La storia della strage di Erba potrebbe essere riscritta. E per farlo sarà necessario stabilire se analizzare o meno le prove finora ignorate, che secondo la difesa di Rosa Bazzi e Olindo Romani potrebbero raccontare un’altra verità su quanto accaduto l’ 11 dicembre 2006.

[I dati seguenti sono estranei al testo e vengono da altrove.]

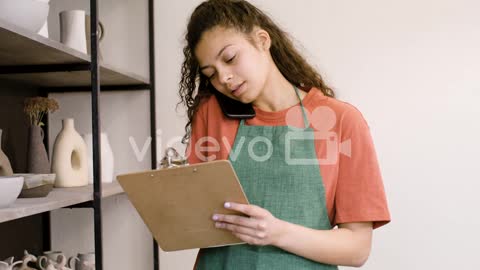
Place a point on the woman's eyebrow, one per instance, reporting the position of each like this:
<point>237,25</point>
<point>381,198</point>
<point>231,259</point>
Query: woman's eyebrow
<point>218,55</point>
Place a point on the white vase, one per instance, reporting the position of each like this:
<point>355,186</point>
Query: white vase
<point>70,160</point>
<point>44,30</point>
<point>72,29</point>
<point>5,166</point>
<point>106,156</point>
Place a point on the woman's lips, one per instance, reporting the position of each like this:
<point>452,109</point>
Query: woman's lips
<point>238,91</point>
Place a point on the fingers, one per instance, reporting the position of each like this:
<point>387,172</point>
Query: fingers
<point>248,209</point>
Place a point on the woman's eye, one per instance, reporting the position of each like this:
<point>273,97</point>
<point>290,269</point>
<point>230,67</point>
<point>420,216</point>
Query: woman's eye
<point>231,59</point>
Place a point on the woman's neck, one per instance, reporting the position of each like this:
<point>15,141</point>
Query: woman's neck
<point>278,93</point>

Adeciderlo è stata ieri la prima sezione penale della Cassazione, che ha accolto per vizio di forma il ricorso presentato dai legali dei coniugi contro il no pronunciato dai giudici di Como lo scorso aprile alla richiesta di procedere con nuove analisi. E ora la Corte d’assise della città lombarda dovrà fissare un’udienza, a cui tutte le parti potranno partecipare, per decidere se possano essere avviati o meno tali accertamenti. Una storia ancora caratterizzata da dubbi e incertezze, nonostante la sentenza definitiva pronunciata il 3 maggio 2011 che stabilì la colpevolezza di Rosa e Olindo. Nella strage, consumata nell'appartamento di una corte ristrutturata ad Erba, persero la vita Raffaella Castagna, il suo bambino Youssef Marzouk, la madre Paola Galli e la vicina di casa Valeria Cherubini, mentre il marito di quest'ultima, Mario Frigerio, si salvò perché creduto morto dagli assalitori. Dopo quell’efferato delitto, l’appartamento venne dato alle fiamme, nel tentativo di cancellare ogni traccia. Ma qualcosa, secondo la difesa, è rimasta negli scatoloni troppo a lungo, pur potendo risultare decisivo per stabilire la verità dei fatti. Si tratta, in particolare, di alcune intercettazioni su Frigerio e i coniugi mai entrate nel processo, sparite, ma recuperabili con un accesso al server della procura. Intercettazioni la cui assenza ha lasciato un buco di una settimana nei dialoghi finiti nel processo. Ma tra le prove mai analizzate ci sono anche un telefono cellulare, formazioni pilifere rinvenute sulla felpa del piccolo Youssef mai esaminate, dei margini ungueali, macchie di sangue e un’impronta palmare che non appartiene né agli imputati, né alle vittime o ai soccorritori e attribuita ad un soggetto sconosciuto alle indagini. Prove che la difesa vuole invece analizzare, con lo scopo di completare e depositare una richiesta di revisione del processo.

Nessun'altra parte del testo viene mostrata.